二、
陰陽寮として統一された零課では、陰陽寮の機関としては初となる任務を行っていた。
その内容は、ここ数週間で流行するようになった宗教団体の調査だった。宗教団体の危険度調査は、今までも行ってきたが、今回の任務は少し毛色が異なっていた。
通常の宗教団体は、何かしらの宗教を核にしていることが多いのだが、今回、調査対象となっている団体にはどのような宗教が核になっているのかが見えない。そして、気がかりなのは教義が全く理解できないことだ。
宗教というものは、一部の邪宗を除いて、死した後の世界へと行けるための生き方を説くものであり、利益の追求や現状から抜け出すための教えを説くものではない。だが、この団体は教義らしい教義はなく、ただ単に「星に祈りを捧げる」という行為を掲げているだけだった。
そして、気がかりなのことがもう一つある。
信者たちがどこで礼拝を行っているのかが、団体の本拠地となる場所がわかっていないのだ。さらに、信者の年齢層や主な職業、教団の構成員などの情報も入手できていない。
「……どうなってんだかな」
「さぁ、な……テロ組織でないことを祈るだけだな」
「完全に管轄外になるからな。まぁ、宗教がテロや戦争に利用されるってのはよくあることだから仕方ないんじゃないか?」
任務にあたっている若い捜査員が二人、陰陽寮の本拠地があるビルの一室で愚痴をこぼしていた。勝手が違いすぎる相手にどう対応したらいいか、正直困惑しているといったところだ。
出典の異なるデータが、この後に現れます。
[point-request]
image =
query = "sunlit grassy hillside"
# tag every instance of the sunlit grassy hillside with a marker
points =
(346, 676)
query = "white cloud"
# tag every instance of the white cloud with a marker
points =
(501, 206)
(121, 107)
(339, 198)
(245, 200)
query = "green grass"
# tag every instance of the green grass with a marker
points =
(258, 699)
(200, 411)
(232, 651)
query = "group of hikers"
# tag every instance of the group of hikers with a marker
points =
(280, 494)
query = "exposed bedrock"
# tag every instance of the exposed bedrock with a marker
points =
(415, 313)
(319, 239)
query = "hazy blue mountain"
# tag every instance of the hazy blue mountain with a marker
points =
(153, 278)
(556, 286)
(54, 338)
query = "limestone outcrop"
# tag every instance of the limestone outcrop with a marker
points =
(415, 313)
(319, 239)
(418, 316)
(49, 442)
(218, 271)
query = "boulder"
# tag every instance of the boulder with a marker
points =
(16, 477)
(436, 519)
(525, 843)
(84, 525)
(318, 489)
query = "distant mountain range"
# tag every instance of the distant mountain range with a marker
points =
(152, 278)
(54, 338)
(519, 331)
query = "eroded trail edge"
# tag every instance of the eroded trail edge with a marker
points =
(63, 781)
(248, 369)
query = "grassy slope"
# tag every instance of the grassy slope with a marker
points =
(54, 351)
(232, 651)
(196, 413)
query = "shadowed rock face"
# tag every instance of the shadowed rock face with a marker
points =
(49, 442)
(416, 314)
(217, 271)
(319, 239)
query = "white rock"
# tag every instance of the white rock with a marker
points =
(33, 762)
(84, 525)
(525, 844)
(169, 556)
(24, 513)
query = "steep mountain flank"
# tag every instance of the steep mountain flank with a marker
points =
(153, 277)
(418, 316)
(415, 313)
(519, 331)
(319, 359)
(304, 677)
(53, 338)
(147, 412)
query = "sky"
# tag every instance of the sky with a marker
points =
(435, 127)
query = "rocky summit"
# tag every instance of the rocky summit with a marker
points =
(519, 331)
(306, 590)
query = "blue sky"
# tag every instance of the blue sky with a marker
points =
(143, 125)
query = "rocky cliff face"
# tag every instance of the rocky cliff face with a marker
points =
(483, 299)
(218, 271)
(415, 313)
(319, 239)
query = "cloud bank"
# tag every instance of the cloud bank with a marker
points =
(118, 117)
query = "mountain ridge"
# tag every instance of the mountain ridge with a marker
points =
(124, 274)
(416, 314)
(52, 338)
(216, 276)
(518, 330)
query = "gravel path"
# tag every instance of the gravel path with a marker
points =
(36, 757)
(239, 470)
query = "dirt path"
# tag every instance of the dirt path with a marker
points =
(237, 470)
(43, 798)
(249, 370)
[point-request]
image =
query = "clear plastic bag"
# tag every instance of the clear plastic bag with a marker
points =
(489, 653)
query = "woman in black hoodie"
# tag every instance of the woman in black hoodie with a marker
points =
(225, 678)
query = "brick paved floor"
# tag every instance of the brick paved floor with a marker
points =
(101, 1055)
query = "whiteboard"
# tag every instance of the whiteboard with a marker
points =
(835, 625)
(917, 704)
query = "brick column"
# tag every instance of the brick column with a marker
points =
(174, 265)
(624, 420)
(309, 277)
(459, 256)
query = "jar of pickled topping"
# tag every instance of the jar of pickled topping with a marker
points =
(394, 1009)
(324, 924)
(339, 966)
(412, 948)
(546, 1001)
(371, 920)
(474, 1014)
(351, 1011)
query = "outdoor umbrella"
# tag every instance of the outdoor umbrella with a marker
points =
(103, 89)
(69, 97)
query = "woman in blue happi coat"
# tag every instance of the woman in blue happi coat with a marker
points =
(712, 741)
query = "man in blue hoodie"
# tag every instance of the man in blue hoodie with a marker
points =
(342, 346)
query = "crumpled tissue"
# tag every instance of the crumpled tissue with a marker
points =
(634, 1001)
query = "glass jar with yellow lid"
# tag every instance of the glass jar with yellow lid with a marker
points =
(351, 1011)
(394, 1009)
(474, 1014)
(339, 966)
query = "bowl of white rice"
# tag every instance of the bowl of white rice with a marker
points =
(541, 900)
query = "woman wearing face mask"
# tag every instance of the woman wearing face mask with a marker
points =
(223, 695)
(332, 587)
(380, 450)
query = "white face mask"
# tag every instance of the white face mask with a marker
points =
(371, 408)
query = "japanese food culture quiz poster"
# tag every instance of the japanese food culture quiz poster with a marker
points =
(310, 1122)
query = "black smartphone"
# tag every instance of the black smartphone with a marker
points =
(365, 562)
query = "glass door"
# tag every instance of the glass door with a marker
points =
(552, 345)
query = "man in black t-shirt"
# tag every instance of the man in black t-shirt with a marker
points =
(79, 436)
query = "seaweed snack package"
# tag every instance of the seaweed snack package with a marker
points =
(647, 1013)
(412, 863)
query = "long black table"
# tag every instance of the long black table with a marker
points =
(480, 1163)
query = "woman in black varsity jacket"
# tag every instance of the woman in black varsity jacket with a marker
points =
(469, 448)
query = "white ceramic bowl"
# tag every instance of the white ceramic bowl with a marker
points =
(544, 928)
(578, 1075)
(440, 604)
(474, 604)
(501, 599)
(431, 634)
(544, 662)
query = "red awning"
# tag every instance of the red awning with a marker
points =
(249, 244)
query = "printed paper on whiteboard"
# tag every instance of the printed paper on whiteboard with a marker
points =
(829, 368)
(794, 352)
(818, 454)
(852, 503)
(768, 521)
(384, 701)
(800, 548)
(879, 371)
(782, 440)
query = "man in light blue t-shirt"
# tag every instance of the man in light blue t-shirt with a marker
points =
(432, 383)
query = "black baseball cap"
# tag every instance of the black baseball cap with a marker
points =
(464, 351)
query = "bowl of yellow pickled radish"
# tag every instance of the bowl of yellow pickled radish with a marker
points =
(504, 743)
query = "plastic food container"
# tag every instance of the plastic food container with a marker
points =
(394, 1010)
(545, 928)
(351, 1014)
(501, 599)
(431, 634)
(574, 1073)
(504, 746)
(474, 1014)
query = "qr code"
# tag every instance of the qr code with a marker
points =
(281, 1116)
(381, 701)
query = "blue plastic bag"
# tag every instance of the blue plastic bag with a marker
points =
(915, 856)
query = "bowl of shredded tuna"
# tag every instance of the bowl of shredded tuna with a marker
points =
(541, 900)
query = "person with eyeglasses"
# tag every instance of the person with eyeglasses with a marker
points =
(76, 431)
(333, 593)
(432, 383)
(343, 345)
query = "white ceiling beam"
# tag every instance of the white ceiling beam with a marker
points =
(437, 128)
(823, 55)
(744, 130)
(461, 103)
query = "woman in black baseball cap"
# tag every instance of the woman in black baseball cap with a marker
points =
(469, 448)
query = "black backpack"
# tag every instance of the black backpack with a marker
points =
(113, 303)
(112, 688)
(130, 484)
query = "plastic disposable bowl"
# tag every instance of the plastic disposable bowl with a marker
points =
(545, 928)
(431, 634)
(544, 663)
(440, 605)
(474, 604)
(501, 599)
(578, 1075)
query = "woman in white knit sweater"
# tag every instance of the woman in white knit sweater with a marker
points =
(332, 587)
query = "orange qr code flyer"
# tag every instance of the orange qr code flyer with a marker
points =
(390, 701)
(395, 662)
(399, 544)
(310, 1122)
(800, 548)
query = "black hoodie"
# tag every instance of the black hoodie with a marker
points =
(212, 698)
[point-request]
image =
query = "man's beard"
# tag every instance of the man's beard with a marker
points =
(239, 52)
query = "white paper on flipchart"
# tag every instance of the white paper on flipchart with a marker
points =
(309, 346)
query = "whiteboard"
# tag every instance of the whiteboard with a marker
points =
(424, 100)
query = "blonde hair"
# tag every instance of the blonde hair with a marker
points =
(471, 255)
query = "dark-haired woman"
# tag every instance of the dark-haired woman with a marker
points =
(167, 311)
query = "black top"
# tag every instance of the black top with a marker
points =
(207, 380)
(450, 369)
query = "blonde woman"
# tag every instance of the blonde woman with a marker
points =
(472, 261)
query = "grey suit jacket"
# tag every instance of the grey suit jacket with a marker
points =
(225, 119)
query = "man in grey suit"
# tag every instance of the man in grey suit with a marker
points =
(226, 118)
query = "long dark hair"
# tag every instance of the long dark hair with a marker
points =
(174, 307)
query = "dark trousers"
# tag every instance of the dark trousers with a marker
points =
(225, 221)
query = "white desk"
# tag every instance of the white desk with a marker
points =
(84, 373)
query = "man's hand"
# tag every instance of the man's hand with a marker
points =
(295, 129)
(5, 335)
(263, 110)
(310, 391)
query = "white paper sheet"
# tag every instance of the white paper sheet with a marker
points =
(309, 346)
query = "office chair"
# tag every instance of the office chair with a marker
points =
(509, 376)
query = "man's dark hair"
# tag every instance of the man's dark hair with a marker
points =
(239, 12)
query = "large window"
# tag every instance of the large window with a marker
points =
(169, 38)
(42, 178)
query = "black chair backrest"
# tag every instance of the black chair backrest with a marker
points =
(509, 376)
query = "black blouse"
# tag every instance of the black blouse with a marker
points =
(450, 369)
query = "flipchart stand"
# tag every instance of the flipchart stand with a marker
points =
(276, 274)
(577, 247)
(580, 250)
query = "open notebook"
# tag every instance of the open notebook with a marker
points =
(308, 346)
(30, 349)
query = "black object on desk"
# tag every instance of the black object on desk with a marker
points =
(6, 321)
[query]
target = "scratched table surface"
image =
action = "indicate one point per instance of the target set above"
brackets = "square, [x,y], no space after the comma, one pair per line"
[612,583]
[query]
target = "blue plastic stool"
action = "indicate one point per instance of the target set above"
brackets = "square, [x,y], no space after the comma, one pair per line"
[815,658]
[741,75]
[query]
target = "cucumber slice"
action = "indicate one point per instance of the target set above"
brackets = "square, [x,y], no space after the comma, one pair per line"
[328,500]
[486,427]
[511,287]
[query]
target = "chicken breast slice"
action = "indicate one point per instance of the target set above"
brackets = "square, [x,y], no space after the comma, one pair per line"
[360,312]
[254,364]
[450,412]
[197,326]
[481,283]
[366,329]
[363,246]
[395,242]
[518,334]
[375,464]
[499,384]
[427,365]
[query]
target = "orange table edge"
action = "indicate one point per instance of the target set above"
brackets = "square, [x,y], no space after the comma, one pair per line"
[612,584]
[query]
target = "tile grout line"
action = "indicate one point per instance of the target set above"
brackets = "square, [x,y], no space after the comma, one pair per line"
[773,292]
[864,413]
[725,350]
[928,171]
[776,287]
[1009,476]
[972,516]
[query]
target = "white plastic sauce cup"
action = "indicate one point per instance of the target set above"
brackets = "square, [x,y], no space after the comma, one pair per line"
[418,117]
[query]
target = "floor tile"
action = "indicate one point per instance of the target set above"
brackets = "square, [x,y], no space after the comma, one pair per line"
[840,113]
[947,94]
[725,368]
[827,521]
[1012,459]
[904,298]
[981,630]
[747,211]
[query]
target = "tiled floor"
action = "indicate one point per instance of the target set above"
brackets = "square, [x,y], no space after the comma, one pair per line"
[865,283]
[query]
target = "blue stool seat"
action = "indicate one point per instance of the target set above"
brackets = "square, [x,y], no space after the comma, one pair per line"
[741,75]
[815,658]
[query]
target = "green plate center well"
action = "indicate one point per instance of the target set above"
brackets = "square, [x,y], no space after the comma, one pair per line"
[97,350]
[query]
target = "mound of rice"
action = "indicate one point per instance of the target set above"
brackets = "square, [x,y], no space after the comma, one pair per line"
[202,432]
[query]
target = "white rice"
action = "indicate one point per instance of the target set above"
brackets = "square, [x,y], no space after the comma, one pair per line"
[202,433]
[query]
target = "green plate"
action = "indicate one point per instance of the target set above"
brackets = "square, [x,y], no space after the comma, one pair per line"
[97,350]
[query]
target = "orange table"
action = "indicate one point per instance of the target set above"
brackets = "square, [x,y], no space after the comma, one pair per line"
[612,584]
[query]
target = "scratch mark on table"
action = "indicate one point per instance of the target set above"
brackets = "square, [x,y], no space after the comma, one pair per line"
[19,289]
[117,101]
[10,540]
それだけならばまだいい。だが、今回は統合された宮のエージェントと共同で捜査を行っている。普段の人員とは異なる人間が介入してくることに、まだ戸惑いを感じているのだ。
愚痴の一つも言いたくはなる。
「愚痴ばかり言っていても仕方がなかろうて。ほれ、仕事仕事」
二人の手が止まっているのを見て、一人の壮年の男性がデスクに近づき、書類を彼らの頭に乗せながら指示を出す。
二人はその書類を受け取り、じっとりとした目で男性を見ながら再び仕事にとりかかった。
壮年の男性は、二人のその様子を見て気づかれないようにため息をつく。
――まぁ、気持ちはわからんでもないんだが、な
急といえば急な取り決めに若い職員はすっかり動揺しているようだ。ことがことだけに、熟練の職員も少なからず困惑している。
まして、それが霊的保護機関の統合による陰陽寮復活となればなおのことだ。
零課の職員全体に、静かではあるが確実に混乱が存在している。
――やれやれ、このままで大丈夫なの?局長さんよう
書類に手をつけながら、壮年の男性は心の内でそう呟いていた。